Learning from Program Context to Predict Effective Program Transformations
July 5, 2017 at 3:30pm CSE 305
Program transformations or program mutations are an essential component of many automated techniques in software engineering, such as automatic program repair, automatic test generation, and software diversification. The search space for possible program variants is huge and whether a program transformation is effective and generates a useful program variant depends on the application. For example, automatic program repair aims to generate non-equivalent program variants that improve functional correctness and mutation-based test generation aims to generate test cases that reveal non-equivalent yet hard-to-detect program variants. Conversely, software diversification aims to generate semantically equivalent program variants that, e.g., reduce vulnerability while preserving functional behavior. In this talk, I will show how program context, extracted from a program’s abstract syntax tree (AST), can predict effective program transformations. Specifically, I will show how syntactic and semantic features of the AST can be used to train a machine learning classifier that can predict whether a program transformation yields an equivalent or hard-to-detect program variant, both within and between projects. I will conclude with a discussion of how the prediction of effective program transformations can be used in the context of vulnerability detection and software diversification.

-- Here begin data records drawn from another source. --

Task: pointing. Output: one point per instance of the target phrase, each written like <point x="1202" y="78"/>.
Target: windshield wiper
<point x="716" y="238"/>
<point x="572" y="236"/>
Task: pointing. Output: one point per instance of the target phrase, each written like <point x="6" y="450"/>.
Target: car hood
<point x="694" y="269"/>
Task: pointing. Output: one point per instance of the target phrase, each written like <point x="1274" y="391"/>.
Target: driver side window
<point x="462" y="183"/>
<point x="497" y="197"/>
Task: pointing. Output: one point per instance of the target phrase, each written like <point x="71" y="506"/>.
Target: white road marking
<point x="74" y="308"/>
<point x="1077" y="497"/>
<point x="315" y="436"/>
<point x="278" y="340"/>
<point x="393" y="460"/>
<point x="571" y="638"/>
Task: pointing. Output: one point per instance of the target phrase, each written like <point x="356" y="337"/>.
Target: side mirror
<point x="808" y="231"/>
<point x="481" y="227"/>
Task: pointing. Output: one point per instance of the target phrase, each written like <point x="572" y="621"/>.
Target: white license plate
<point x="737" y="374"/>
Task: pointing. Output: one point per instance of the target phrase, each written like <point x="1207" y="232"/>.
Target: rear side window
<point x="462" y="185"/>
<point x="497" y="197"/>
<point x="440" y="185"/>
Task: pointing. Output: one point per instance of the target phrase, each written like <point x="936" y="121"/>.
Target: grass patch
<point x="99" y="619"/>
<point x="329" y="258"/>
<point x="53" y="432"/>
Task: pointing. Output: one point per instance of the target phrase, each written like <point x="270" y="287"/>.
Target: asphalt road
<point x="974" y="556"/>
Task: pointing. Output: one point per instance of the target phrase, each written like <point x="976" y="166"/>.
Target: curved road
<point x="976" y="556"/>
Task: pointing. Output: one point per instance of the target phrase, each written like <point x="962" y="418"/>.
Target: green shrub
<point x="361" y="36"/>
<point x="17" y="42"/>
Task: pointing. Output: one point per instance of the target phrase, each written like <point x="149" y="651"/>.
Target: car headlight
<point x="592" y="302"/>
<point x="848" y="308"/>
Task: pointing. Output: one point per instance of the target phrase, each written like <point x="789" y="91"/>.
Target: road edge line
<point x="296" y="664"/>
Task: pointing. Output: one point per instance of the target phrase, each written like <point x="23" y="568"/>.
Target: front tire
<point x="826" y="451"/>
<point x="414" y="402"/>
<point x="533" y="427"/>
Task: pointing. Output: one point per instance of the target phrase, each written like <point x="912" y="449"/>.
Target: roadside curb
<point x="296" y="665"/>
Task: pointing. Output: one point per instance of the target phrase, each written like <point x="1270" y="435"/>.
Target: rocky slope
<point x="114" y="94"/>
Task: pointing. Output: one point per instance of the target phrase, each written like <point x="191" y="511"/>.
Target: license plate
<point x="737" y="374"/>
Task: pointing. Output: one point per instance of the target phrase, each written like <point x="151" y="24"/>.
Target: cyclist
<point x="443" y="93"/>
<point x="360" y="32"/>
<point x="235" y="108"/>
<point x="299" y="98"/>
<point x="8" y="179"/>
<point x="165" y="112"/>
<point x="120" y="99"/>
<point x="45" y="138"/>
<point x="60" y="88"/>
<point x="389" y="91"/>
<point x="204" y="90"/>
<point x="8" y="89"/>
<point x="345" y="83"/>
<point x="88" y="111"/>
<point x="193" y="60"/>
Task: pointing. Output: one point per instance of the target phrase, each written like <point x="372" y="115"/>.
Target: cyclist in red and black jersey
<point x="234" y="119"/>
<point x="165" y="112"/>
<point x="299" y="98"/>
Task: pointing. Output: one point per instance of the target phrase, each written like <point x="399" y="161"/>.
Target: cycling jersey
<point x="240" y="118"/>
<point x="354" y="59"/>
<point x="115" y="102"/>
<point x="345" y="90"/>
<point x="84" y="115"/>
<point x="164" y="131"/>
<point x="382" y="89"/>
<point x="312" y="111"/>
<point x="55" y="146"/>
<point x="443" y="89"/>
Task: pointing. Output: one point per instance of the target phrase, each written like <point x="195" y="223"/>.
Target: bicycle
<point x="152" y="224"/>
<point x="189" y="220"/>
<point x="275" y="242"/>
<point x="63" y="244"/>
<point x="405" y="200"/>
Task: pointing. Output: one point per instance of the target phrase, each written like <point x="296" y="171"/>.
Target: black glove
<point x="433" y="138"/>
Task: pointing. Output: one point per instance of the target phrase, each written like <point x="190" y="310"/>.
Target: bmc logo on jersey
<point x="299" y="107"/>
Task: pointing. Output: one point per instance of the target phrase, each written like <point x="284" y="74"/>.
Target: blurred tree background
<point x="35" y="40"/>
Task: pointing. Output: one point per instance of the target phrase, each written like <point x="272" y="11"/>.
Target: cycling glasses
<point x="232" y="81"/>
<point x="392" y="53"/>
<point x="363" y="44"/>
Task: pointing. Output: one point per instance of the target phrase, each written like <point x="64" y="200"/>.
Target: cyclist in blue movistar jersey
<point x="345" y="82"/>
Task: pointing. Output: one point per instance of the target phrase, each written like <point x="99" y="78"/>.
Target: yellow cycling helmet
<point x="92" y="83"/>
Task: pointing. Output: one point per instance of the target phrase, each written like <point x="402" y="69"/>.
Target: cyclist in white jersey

René Just is an Assistant Professor at the University of Massachusetts, Amherst. His research interests are in software engineering and software security, in particular static and dynamic program analysis, mobile security, mining software repositories, and applied machine learning. His research in the area of software engineering won several ACM SIGSOFT Distinguished Paper Awards, and he develops research infrastructures and tools (e.g., Defects4J and the Major mutation framework) that are widely used by other researchers.